El sol iluminó al día siguiente esta epopeya de las dos grandes cuencas aliadas que se vertían en las mismas aguas.

La gran flora acuática bajaba, soldada en islas extensísimas que cubrían el río. Una misma voz de entusiasmo flotaba sobre la selva cuando los camalotes próximos a la costa, absorbidos por un remanso, giraban indecisos sobre el rumbo a tomar.

—¡Paso! ¡Paso! —se oía pulsar a la crecida entera ante el obstáculo. Y los camalotes, los troncos con su carga de asaltantes, escapaban por fin a la succión, filando como un rayo por la tangente.

—¡Sigamos! ¡Paso! ¡Paso! —se oía desde una orilla a la otra—. ¡La victoria es nuestra!

Así lo creía también Anaconda. Su sueño estaba a punto de realizarse. Y envanecida de orgullo, echó hacia la sombra del cobertizo una mirada triunfal.

El hombre había muerto. No había el herido cambiado de posición ni encogido un solo dedo, ni su boca se había cerrado. Pero estaba bien muerto, y posiblemente desde horas atrás.

Ante esa circunstancia, más que natural y esperada, Anaconda quedó inmóvil de extrañeza, como si el oscuro mensú hubiera debido conservar para ella, a despecho de su raza y sus heridas, su miserable existencia.

¿Qué le importaba ese hombre? Ella lo había defendido, sin duda; lo había resguardado de las víboras, velando y sosteniendo a la sombra de la inundación un resto de vida hostil.

¿Por qué? Tampoco le importaba saberlo. Allí quedaría el muerto, bajo su cobertizo, sin que ella volviera a acordarse más de él.
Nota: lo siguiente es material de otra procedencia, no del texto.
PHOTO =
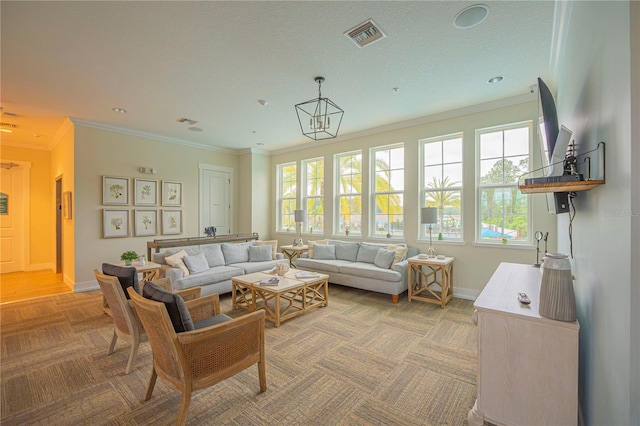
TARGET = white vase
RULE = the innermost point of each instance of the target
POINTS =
(557, 298)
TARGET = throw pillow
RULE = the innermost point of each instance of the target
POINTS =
(260, 253)
(196, 263)
(176, 308)
(312, 243)
(127, 275)
(235, 253)
(175, 260)
(273, 244)
(401, 252)
(384, 258)
(325, 252)
(367, 253)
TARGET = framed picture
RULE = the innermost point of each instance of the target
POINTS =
(115, 223)
(115, 190)
(171, 222)
(66, 205)
(171, 193)
(146, 222)
(146, 192)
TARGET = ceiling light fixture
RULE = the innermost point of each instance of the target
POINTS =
(319, 113)
(471, 16)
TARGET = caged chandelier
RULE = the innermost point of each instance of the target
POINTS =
(319, 118)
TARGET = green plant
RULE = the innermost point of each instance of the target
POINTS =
(129, 255)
Otras cosas la inquietaban.

En efecto, sobre el destino de la gran crecida se cernía una amenaza que Anaconda no había previsto. Macerado por los largos días de flote en aguas calientes, el sargazo fermentaba. Gruesas burbujas subían a la superficie entre los intersticios de aquél, y las semillas reblandecidas se adherían aglutinadas todo al contorno del sargazo. Por un momento, las costas altas habían contenido el desbordamiento, y la selva acuática había cubierto entonces totalmente el río, al punto de no verse agua sino un mar verde en todo el cauce. Pero ahora, en las costas bajas, la crecida, cansada y falta del coraje de }os primeros días, defluía agonizante hacia el interior anegadizo que, como una trampa, le tendía la tierra a su paso.
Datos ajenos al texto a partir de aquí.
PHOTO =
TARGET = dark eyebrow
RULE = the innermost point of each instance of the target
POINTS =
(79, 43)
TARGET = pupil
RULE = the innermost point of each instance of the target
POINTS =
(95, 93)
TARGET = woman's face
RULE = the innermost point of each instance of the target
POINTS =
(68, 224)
Más abajo todavía, los grandes embalsados se rompían aquí y allá, sin fuerzas para vencer los remansos, e iban a gestar en las profundas ensenadas su ensueño de fecundidad. Embriagados por el vaivén y la dulzura del ambiente, los camalotes cedían dóciles a las contracorrientes de la costa, remontaban suavemente el Paraná en dos grandes curvas, y se paralizaban por fin a lo largo de la playa a florecer.

Tampoco la gran boa escapaba a esta fecunda molicie que saturaba la inundación. Iba de un lado a otro en su isla flotante, sin hallar sosiego en parte alguna. Cerca de ella, a su lado casi, el hombre muerto se descomponía. Anaconda se aproximaba a cada instante, aspiraba, como en un rincón de la selva, el calor de la fermentación, e iba a deslizar por largo trecho el cálido vientre sobre el agua, como en los días de su primavera natal.
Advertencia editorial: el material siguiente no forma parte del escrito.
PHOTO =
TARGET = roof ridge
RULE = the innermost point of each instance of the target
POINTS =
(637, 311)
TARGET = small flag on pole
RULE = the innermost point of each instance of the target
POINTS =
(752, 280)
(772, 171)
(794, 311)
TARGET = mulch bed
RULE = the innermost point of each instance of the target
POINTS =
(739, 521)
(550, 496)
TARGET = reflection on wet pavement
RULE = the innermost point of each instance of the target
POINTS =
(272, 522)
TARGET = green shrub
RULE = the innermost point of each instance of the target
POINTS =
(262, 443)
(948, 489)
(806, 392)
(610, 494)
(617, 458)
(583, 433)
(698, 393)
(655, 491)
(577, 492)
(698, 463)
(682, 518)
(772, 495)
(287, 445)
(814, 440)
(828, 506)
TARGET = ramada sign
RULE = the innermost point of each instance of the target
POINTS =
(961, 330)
Pero no era esa agua ya demasiado fresca el sitio propicio. Bajo la sombra del techo, yacía el mensú muerto. ¿Podía no ser esa muerte más que la resolución final y estéril del ser que ella había velado? ¿Y nada, nada le quedaría de él?

Poco a poco, con la lentitud que ella habría puesto ante un santuario natural, Anaconda fue arrollándose. Y junto al hombre que ella había defendido como a su vida propia; al fecundo calor de su descomposición —póstumo tributo de agradecimiento, que quizá la selva hubiera comprendido—, Anaconda comenzó a poner sus huevos.

De hecho, la inundación estaba vencida. Por vastas que fueran las cuencas aliadas, y violentos hubieran sido los diluvios, la pasión de la flora había quemado el brío de la gran crecida. Pasaban aún los camalotes, sin duda; pero la voz de aliento: ¡Paso! ¡Paso!, se había extinguido totalmente.

Anaconda no soñaba más. Estaba convencida del desastre. Sentía, inmediata, la inmensidad en que la inundación iba a diluirse, sin haber cerrado el río. Fiel al calor del hombre, continuaba poniendo sus huevos vitales, propagadores de su especie, sin esperanza alguna para ella misma.

En un infinito de agua fría, ahora, los camalotes se disgregaban, desparramándose por la superficie sin fin. Largas y redondas olas balanceaban sin concierto la selva desgarrada, cuya fauna terrestre, muda y sin oriente, se iba hundiendo aterida en la frialdad del estuario.

Grandes buques —los vencedores— ahumaban a lo lejos el cielo límpido, y un vaporcito empenachado de blanco curioseaba entre las islas rotas. Más lejos todavía, en la infinitud celeste, Anaconda se destacaba erguida sobre su embalsado, y aunque disminuidos por la distancia, sus robustos diez metros llamaron la atención de los curiosos.

—¡Allá! —se alzó de pronto una voz en el vaporcito—. ¡En aquel embalsado! ¡Una enorme víbora!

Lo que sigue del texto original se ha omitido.